The trade war is over, but Belarus is still exporting 69 percent fewer guavas to Russia. These fruits are tricky to produce in Belarusian greenhouses. They are not a staple food; they did not exist in Russia prior to 1991, when the country began importing goods previously deemed bourgeois. It is hypocritical that Russia would punish Belarus for engaging with European markets, when its evolution over the past 30 years has been defined by an embrace of Western-style free market goods.
Sanctions have hurt Russian people. Consumer prices rose 26 percent from 2013–15, as the ruble devalued. Regrettably, the reactions to this economic instability do not engage with its root causes (Russian economic violence, Russian empire-building). Instead, backlash appears in two major ways: as P_Sutkin’s populist Slavic nationalism, or as the aspirational adoption of Western European values so popular among young people, restless in their unchanging Russia.
Like young people during perestroika, my friends in Russia don’t care for traditional anything. They want Russia to be more like Western Europe, or they want to get out. On the day of a naval parade, we got lunch at a Chinese restaurant with tofu on the menu.
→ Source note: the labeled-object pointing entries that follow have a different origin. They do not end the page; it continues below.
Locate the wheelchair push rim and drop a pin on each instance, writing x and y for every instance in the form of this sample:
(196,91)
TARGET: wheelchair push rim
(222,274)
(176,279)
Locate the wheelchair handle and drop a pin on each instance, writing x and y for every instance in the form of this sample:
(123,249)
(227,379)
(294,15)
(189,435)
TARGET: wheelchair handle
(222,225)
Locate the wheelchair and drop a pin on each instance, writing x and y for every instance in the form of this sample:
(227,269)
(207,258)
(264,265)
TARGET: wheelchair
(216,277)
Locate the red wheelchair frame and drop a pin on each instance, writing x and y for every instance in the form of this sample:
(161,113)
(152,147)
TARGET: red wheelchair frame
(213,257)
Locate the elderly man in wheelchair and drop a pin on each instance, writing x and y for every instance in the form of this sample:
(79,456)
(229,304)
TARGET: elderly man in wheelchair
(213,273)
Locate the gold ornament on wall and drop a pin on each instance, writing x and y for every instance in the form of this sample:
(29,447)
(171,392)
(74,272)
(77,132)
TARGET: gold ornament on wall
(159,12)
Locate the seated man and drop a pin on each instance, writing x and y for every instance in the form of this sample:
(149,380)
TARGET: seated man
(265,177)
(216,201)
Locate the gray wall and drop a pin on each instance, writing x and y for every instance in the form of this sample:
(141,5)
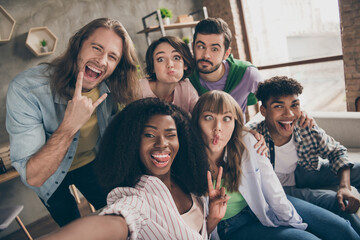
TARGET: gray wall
(63,18)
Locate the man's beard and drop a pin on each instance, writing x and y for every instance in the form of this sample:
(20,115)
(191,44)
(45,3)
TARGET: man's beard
(208,71)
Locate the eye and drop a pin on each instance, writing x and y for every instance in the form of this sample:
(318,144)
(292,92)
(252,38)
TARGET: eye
(227,119)
(208,117)
(149,135)
(160,59)
(97,48)
(113,57)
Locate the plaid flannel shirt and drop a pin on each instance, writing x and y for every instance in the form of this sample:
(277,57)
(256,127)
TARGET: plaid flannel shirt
(310,145)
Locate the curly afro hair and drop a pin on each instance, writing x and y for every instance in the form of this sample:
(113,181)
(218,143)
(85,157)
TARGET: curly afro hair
(118,162)
(277,87)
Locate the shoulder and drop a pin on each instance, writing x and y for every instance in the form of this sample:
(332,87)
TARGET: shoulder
(32,78)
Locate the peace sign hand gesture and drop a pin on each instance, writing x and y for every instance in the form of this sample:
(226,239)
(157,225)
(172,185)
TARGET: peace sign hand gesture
(79,108)
(217,201)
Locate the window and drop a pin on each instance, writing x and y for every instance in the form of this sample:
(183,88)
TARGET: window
(285,31)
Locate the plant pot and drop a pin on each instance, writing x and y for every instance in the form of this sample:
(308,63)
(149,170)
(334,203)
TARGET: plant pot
(44,49)
(166,21)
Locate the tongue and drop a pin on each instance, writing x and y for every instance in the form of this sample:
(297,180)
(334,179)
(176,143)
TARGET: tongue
(90,73)
(287,127)
(162,159)
(216,140)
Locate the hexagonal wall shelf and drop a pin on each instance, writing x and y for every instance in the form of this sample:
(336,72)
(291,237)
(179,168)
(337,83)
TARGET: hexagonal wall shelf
(36,36)
(7,24)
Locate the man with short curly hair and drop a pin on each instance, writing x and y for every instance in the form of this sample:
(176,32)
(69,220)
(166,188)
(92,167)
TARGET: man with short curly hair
(294,152)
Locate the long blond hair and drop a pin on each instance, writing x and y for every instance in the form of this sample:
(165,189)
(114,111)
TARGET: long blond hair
(217,102)
(123,82)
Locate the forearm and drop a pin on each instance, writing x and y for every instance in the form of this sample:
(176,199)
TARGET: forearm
(211,224)
(94,227)
(344,177)
(46,161)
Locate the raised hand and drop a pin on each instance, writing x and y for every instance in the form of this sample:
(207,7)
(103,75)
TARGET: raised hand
(217,201)
(79,108)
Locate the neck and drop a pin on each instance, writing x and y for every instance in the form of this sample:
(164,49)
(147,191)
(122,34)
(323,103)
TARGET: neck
(278,139)
(164,91)
(214,76)
(214,157)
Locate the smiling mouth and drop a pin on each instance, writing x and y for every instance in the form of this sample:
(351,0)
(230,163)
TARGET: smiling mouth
(92,72)
(287,125)
(160,160)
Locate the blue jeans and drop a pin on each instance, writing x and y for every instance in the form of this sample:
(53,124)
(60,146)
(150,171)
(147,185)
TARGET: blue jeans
(321,224)
(62,205)
(309,184)
(245,225)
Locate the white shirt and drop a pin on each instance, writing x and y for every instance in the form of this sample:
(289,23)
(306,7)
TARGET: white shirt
(285,162)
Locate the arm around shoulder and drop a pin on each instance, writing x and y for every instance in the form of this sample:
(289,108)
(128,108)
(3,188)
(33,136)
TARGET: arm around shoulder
(93,228)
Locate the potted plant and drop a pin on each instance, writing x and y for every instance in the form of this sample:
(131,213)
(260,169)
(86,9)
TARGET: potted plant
(43,44)
(187,41)
(166,15)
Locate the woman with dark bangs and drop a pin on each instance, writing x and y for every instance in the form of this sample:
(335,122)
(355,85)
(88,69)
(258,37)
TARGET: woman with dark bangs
(258,207)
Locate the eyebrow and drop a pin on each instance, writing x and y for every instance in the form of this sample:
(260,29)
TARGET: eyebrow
(214,44)
(100,46)
(282,102)
(153,127)
(164,52)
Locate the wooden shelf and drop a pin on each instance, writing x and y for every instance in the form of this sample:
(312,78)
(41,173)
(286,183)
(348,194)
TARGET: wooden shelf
(169,27)
(36,35)
(7,24)
(10,174)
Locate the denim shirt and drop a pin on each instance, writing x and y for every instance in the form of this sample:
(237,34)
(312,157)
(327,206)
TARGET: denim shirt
(33,114)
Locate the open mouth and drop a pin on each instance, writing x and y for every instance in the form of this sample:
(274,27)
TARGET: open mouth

I told a friend some things that suck about America; he told me that he’s dodging the draft. This conversation continued until a family of three chased us from our booth, ordering us to “leave Russia, if we don’t like it.”
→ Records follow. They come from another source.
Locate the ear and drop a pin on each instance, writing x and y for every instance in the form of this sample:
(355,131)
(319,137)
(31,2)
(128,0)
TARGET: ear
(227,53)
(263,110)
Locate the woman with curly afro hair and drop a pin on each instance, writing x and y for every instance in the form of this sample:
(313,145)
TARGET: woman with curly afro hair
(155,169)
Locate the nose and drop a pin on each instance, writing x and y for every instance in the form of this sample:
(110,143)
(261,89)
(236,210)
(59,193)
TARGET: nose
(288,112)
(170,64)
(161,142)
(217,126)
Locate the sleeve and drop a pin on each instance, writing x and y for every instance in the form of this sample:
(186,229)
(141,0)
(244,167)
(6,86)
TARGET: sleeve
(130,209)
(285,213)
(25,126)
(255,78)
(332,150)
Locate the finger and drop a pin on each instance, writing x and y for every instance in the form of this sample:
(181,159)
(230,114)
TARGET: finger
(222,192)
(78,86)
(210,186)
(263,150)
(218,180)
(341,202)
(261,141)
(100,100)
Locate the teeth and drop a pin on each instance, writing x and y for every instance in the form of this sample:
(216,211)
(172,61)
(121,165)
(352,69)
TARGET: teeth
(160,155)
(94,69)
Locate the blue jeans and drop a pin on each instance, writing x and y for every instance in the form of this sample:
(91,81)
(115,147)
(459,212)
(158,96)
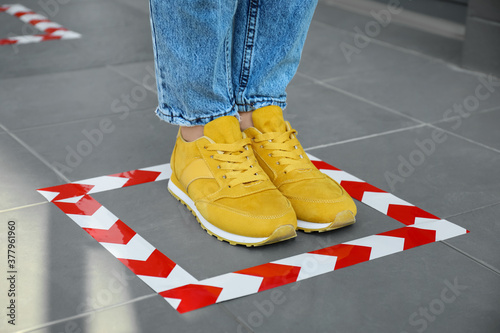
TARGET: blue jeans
(219,57)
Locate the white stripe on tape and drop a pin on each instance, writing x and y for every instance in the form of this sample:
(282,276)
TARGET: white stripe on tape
(381,200)
(310,264)
(136,249)
(101,219)
(380,245)
(234,285)
(177,277)
(444,229)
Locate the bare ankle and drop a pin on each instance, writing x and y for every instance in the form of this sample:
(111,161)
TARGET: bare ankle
(191,133)
(246,120)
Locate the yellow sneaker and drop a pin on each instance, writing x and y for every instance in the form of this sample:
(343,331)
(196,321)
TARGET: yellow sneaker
(320,203)
(218,178)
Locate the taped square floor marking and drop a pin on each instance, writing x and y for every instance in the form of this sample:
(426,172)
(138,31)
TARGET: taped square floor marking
(185,293)
(52,30)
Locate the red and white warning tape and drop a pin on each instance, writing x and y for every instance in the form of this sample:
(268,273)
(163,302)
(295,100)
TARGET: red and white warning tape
(185,293)
(51,29)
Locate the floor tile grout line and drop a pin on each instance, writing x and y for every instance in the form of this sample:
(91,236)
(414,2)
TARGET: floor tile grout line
(437,122)
(34,153)
(86,314)
(364,137)
(465,138)
(22,207)
(472,258)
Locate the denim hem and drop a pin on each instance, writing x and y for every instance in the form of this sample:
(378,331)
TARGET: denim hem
(177,119)
(257,103)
None of my Russian friends have left the country—a visa is too expensive.
Leaving Russia, I spent two nights in Warsaw waiting for a plane. I sat in a hostel kitchen eating European cheese. A Russian man named Sasha stood by with a silent woman whose name I never caught. We talked. He told me that she was from Ukraine, and that they got along great.
The unnamed woman laid plain steaks in tin foil over a hot pan and cooked them. Sasha cackled and drank beer from a plastic bottle and she did not.
Sasha told me that he’d be leaving Warsaw soon, then visiting Minsk, then going home. He told me that Belarus, Ukraine, and Russia are natural-born friends: historically, three brothers.
The ‘three brothers’ comment reminded me of P_Sutkin’s blog post. I wanted to know his real allegiances—with Ukrainian independence? With white nationalism? With the Soviet Union? And why bother engaging, I thought—these categories are not mutually exclusive. I knew that, as a traveler on a visa to an EU country, Sasha was unlike the average Russian. He later emailed me an invitation to his home in Nizhny Novgorod, citing ‘nice cafés, parks, bookstores.’
I already knew that Belarus doesn’t look like it does at the import store. And I knew what Minsk looks like: World War II memorials, streets named after Lenin, an occasional McDonald’s. “Do you like Belarus?” I asked. Sasha laughed again, drinking more beer from the plastic bottle. He kept laughing. “What is it like in Minsk?” He cackled harder.
“Minsk is shit.”
SIGNE SWANSON B’19 does love root vegetables.